下記に、LyftとUberのFCFが2016年—2020年の分、あります。

Lyft: https://www.macrotrends.net/stocks/charts/LYFT/lyft/free-cash-flow
Uber: https://www.macrotrends.net/stocks/charts/UBER/uber-technologies/free-cash-flow

2020年度、Lyftは$-1,442Bの最大のショート、
Uberは、2019年度から持ち直したとはいえ、$-3.358Bものショート

です。

膨大なOPEXのせいでキャッシュ面でいつも火の車である航空業のJALの2020年のFCFですら

総額で-1,916億円

だったことを鑑みるに、途方もない赤字ですね。

では、彼らはどこにお金を使っているのでしょうか?

LyftはARPUを高めるため、

例えばLyftの車をライダーが瞬時に識別するための機器を大量生産→配布したり、といったところに、

Uberはその大胆だが急激すぎる多角化のために、

多額のキャッシュをCAPEXとして使い続けてきているということのようです。

そして、使いまくってきたのに、その額が一向に減らない。

事業拡大のための買収には銀行からの借金を用い、
先が見通しにくい自社の新規事業R&Dには、自らの豊富なCFCからリスクマネーをあてがう

といった、熟慮された投資戦略を展開してきた Amazon.com とは、決定的にここが違う。

(ベゾス氏のいわゆる

RoR/Return on Risk
の考え方に関しては、この記事で触れました。
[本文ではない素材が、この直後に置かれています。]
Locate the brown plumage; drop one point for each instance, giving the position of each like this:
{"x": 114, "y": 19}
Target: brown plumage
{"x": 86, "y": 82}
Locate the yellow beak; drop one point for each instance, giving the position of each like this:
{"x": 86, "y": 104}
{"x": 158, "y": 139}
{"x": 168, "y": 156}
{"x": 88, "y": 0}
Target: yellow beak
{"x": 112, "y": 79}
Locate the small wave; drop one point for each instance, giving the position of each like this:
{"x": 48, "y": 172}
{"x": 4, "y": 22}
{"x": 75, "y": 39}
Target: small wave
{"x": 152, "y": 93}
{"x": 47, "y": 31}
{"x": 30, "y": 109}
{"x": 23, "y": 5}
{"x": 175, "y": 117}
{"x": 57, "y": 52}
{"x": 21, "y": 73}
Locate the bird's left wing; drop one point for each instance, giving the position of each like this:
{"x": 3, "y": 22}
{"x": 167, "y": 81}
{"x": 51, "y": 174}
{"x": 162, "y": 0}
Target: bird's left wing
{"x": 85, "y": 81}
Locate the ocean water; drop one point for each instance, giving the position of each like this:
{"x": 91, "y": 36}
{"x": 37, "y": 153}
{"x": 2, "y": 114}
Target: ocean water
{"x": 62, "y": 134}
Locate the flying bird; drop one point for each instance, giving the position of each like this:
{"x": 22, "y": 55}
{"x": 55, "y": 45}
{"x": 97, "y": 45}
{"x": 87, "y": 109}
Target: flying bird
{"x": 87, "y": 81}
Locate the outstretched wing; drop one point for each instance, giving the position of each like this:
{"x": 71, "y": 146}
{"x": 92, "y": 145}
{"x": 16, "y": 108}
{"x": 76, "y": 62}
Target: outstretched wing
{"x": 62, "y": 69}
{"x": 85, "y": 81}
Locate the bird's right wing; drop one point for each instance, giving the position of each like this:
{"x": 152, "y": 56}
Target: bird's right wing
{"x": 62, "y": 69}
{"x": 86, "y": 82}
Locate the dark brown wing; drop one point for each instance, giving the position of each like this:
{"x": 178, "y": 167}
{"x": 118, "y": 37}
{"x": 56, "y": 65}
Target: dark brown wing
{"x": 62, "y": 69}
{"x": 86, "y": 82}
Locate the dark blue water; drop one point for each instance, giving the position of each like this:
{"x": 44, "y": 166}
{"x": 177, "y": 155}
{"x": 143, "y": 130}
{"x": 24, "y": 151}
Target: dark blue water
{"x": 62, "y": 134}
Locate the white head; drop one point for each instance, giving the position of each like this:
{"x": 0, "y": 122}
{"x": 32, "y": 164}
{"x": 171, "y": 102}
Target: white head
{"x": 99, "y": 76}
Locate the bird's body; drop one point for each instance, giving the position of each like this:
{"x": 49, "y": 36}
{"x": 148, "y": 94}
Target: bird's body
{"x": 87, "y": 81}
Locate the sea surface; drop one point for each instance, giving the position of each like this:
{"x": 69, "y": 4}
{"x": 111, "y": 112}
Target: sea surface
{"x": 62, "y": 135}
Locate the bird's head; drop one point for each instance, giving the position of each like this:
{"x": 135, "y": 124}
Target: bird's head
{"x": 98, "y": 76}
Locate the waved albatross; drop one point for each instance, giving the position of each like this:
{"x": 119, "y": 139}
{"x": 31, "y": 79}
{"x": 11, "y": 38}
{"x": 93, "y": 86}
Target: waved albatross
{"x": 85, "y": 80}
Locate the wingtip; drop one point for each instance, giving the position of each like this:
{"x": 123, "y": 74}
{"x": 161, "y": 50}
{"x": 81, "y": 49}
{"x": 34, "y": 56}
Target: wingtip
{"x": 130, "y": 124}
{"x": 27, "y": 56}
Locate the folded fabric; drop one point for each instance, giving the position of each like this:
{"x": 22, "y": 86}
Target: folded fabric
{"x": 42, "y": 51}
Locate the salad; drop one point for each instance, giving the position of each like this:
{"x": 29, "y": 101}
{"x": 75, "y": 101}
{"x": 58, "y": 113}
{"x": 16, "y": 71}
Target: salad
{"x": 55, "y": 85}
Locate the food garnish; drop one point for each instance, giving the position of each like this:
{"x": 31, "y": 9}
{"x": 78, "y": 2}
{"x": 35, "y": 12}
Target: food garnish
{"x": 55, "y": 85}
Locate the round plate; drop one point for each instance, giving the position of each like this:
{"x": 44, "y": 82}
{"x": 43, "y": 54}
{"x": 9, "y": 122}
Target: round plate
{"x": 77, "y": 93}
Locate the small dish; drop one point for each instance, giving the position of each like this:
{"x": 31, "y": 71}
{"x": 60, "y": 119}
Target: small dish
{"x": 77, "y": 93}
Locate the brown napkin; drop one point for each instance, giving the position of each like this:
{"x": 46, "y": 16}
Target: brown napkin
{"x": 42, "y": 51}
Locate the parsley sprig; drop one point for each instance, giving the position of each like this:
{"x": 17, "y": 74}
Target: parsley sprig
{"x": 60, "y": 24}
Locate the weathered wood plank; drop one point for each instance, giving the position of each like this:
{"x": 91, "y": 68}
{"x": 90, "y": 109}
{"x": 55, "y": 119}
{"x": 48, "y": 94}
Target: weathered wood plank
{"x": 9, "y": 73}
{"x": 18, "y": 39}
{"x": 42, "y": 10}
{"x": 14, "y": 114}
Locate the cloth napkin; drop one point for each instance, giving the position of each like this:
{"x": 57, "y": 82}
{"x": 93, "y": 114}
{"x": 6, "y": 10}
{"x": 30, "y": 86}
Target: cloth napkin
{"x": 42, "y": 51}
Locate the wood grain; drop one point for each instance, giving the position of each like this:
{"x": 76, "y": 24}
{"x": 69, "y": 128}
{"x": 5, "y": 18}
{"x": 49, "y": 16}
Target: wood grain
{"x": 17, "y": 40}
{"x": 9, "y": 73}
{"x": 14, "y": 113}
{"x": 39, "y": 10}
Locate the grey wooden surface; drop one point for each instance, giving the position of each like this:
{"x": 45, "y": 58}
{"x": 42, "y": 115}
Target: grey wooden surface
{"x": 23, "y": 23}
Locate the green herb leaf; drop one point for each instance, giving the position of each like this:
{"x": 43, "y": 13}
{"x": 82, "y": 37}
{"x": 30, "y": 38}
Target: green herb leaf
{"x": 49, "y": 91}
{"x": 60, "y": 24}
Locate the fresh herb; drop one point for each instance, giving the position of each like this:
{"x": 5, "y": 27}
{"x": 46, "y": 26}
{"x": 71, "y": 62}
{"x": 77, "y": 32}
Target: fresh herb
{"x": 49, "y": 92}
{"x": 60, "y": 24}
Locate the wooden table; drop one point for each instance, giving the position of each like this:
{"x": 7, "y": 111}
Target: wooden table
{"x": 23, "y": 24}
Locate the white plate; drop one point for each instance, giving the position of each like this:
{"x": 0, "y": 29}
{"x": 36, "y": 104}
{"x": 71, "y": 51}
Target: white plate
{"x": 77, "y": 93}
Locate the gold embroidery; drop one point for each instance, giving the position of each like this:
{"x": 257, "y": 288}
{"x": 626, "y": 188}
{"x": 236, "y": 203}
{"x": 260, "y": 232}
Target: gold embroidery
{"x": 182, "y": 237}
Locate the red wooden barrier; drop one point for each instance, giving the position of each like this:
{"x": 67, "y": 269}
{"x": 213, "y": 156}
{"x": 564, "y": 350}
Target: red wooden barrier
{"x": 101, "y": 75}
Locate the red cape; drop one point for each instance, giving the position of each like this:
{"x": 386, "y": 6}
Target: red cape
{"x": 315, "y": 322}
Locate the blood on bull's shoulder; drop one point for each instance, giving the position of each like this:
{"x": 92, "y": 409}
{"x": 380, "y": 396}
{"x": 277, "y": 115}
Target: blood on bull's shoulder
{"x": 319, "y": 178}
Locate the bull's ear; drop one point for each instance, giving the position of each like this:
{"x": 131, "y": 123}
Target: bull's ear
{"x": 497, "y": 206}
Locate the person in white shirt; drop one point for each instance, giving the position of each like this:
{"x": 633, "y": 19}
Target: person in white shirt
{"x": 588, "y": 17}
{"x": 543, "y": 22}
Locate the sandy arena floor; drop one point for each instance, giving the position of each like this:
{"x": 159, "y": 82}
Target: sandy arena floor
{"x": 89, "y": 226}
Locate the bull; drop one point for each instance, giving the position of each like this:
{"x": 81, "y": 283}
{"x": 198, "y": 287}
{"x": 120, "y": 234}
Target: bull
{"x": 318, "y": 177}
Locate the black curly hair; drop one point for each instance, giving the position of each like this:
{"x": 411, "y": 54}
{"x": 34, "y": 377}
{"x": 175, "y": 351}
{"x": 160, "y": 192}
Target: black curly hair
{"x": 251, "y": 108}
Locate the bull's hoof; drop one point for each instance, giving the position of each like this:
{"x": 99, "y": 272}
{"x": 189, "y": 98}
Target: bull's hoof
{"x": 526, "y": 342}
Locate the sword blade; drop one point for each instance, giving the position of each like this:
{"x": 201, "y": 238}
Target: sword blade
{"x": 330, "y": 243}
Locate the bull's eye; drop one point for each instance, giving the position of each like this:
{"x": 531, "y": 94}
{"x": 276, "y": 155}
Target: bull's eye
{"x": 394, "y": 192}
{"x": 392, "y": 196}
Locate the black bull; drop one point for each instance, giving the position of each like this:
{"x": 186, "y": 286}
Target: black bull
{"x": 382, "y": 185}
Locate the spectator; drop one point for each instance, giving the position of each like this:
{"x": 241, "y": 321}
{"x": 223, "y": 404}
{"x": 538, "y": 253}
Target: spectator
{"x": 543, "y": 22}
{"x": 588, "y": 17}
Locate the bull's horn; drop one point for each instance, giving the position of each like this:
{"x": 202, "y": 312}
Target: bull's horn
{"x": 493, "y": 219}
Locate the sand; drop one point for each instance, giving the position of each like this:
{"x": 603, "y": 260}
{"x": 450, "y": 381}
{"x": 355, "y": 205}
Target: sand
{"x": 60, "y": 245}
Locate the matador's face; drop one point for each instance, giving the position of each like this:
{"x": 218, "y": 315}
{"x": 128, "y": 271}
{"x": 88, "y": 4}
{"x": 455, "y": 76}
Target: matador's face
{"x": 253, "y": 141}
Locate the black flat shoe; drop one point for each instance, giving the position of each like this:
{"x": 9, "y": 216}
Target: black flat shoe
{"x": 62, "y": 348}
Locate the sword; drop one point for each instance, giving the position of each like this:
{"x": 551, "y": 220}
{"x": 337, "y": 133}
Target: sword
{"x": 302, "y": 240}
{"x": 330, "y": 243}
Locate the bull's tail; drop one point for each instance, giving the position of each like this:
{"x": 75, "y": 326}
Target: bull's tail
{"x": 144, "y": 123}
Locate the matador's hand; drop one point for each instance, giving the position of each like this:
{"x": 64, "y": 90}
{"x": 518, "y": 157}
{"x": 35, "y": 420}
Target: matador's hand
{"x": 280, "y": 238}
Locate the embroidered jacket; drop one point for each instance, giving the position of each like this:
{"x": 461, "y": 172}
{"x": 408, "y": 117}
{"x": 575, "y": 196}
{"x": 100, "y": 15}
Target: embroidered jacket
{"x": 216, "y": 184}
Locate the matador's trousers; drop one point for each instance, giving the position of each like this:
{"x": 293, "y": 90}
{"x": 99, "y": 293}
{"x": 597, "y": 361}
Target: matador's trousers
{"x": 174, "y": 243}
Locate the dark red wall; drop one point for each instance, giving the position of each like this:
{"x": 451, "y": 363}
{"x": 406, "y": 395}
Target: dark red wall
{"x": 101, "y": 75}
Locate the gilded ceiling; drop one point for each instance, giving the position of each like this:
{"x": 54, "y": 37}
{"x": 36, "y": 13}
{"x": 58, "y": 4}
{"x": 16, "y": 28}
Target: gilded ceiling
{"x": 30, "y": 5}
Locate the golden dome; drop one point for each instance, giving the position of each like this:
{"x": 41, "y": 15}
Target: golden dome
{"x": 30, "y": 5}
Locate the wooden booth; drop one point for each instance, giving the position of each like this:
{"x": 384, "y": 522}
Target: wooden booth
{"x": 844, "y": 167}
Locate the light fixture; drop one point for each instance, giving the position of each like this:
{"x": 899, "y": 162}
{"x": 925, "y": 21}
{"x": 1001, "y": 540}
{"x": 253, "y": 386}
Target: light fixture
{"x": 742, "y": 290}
)

モルガンスタンレーを含めた

Uber EatsがCOVID-19下で好調だからUberには期待できる

といった見方を、したがって管理人は、あまりに単純すぎると考えます。

そういえば、Uberは先日、自動運転で事実上 Tesla に白幡を掲げていましたね。

莫大な投資が無駄になっていると思います。

Lyftは、

現在の事業が、COVID-19以降の世界でも果たしてサステイナブルか?

という根本問題にもう一度立ち返り、もっと儲かる形へのサービスの深化を狙うか、

もしくは、DOORDASHがまずは仙台のみに参入してきたように、

英語圏の特定の市場でUberの評判の悪い地域に、

Lyft Business

を差し込んでみるといった実験をしてみて事業拡大を狙うべきだと、管理人は思います。

一方でUberは、散財に近い投資を控え、

まずは自社内を再整理、カットできるコストをすべて削ってスリム化に力点を置くべきでしょう。